Shedding deadwood

What may matter significantly more than the actual size of the cabinet is the issue of what it can achieve.

The extensive federal cabinet has held what Prime Minister Yousaf Raza Gilani has said would be its last meeting in Islamabad and its members have handed in their resignations, which will now, in line with the Constitution, be sent to the president. The decision to disband the cabinet, announced by Mr Gilani a few days ago, also falls in line with a Constitutional requirement under the Eighteenth Amendment. The Amendment stipulates that the cabinet size should be no more than 11 per cent of parliament — which makes for 49 ministers. The outgoing cabinet, with some 60 members — many times larger than the bodies that run the US, the UK, France or Germany — had been the subject of some ridicule, with the government’s own financial team also calling for austerity measures including less spending on ministers.

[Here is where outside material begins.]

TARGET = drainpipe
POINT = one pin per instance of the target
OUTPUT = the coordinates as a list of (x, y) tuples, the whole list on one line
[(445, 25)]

By dismissing the body, Mr Gilani also takes a stride towards implementing the 10-point agenda of Mian Nawaz Sharif, before the February 24 deadline runs out. The step makes it harder for Sharif to insist the agenda is being ignored, as he has been doing, given the reversal in the petrol price increase, steps to recover loans and now the cabinet cut. The measure also illustrates a commitment towards ensuring better governance. It was also becoming apparent that the government needed to make changes to ward off the heated criticism it has been facing on a number of fronts.


It is as yet unclear how many of the ministers who have resigned will be re-inducted and how many new faces may appear. Inevitably, a process of lobbying for the prestigious slots is already on in Islamabad. For the citizens of the country, what may matter significantly more than the actual size of the cabinet is the issue of what it can achieve. Competence and integrity are both vital factors in this. So is teamwork. It must be hoped that the new, smaller cabinet will do better on this front than the body that has bid farewell — and thus play a part in establishing a more efficient administration capable of taking the country out of the crisis it faces.

Published in The Express Tribune, February 10th, 2011.